In Search of a Unifying Theory for Image Interpretation
Department of Applied Mathematics and Statistics
Center for Imaging Science
The Johns Hopkins University
Image interpretation, which is effortless and instantaneous for human beings, is the grand challenge of computer vision. The dream is to build a "description machine" which produces a rich semantic description of the underlying scene, including the names and poses of the objects that are present, even "recognizing" other things, such as actions and context. Accuracy entails invariance to transformations which preserve semantic labels. Also, such a machine should learn and run efficiently. Many would argue that we are at best inching towards this goal; certainly algorithms and strategies abound for sub-tasks and some generic tools have been honed. All of this will be amply illustrated in the first part of the talk. But what about a unifying theory, such as the one Shannon provided for communication -- one which achieves abstraction and still guides the development of practical algorithms? Might this accelerate progress? Mathematical frameworks are advanced from time to time, but none is yet widely accepted, and none clearly points the way to closing the gap with biological vision. There might be some lessons from information theory, for example thinking about representation and processing at the same time.
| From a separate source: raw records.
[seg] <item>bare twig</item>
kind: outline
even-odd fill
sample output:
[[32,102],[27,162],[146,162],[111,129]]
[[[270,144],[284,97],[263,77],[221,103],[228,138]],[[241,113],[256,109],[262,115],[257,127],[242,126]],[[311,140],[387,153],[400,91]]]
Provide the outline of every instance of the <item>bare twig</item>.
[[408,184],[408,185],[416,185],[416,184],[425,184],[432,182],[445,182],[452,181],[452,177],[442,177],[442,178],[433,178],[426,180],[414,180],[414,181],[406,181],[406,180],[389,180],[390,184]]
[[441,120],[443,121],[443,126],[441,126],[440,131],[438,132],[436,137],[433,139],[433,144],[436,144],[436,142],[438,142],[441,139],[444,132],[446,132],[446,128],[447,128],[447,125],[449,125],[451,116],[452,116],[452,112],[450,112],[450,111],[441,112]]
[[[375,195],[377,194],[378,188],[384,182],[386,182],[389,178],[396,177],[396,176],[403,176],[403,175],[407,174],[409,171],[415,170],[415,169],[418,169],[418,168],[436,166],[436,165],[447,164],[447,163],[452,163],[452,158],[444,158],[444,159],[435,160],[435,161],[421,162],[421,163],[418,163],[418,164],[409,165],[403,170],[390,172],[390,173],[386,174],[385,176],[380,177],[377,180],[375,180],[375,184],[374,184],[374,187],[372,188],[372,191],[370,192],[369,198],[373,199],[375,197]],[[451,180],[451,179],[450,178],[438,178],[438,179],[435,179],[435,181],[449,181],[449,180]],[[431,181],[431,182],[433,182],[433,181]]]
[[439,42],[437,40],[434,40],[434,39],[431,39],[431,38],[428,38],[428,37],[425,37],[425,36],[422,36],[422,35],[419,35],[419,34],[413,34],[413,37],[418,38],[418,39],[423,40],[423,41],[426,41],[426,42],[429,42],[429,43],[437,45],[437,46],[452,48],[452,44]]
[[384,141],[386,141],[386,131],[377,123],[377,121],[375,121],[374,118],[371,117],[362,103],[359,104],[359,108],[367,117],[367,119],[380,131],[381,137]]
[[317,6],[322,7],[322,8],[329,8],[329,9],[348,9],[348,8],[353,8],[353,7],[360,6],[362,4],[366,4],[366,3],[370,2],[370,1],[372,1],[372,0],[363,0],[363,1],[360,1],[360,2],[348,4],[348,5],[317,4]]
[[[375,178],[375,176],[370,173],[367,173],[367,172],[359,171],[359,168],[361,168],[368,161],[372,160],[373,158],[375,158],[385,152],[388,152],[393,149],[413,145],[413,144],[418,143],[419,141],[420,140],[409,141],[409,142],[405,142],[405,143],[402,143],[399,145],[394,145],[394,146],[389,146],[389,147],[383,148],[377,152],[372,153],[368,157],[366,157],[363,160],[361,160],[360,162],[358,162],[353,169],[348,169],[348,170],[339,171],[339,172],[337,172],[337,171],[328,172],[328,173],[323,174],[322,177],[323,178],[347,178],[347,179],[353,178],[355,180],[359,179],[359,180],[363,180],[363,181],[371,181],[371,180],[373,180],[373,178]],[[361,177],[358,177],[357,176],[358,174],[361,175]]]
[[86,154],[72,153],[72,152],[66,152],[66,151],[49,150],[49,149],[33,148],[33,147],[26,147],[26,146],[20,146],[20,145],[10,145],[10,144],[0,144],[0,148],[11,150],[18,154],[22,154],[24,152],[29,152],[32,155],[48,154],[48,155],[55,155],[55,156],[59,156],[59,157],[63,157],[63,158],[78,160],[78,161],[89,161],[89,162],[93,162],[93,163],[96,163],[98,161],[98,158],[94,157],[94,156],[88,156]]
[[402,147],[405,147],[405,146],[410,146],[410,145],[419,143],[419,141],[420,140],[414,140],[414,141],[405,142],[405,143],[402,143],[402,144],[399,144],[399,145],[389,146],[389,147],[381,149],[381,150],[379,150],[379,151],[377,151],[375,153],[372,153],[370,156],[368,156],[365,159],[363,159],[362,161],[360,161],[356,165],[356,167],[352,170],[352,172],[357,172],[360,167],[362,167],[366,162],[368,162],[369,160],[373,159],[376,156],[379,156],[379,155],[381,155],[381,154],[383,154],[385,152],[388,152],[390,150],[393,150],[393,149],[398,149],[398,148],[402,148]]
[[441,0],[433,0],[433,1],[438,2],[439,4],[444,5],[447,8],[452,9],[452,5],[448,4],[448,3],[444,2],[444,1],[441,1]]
I will argue that hierarchical structures should be at the core of such a theory and support this claim by summarizing several theoretical results about the efficiency of hierarchical search and representation.
Donald Geman received the BA degree in English literature from the University of Illinois in 1965 and the PhD degree in mathematics from Northwestern University in 1970. He joined the Department of Mathematics and Statistics at the University of Massachusetts-Amherst in 1970, where he became a "Distinguished University Professor." In 2001, he moved to The Johns Hopkins University, where he is currently a professor in the Department of Applied Mathematics and Statistics and a member of the Center for Imaging Science in the Whitaker Institute. Visiting appointments include those at the University of North Carolina (1976-1977), Brown University (1991-1992), Ecole Polytechnique (1997-1999), and Ecole Normale Superieure-Cachan (2000-2003). His current research interests include computational vision, statistical and sequential learning, and bioinformatics.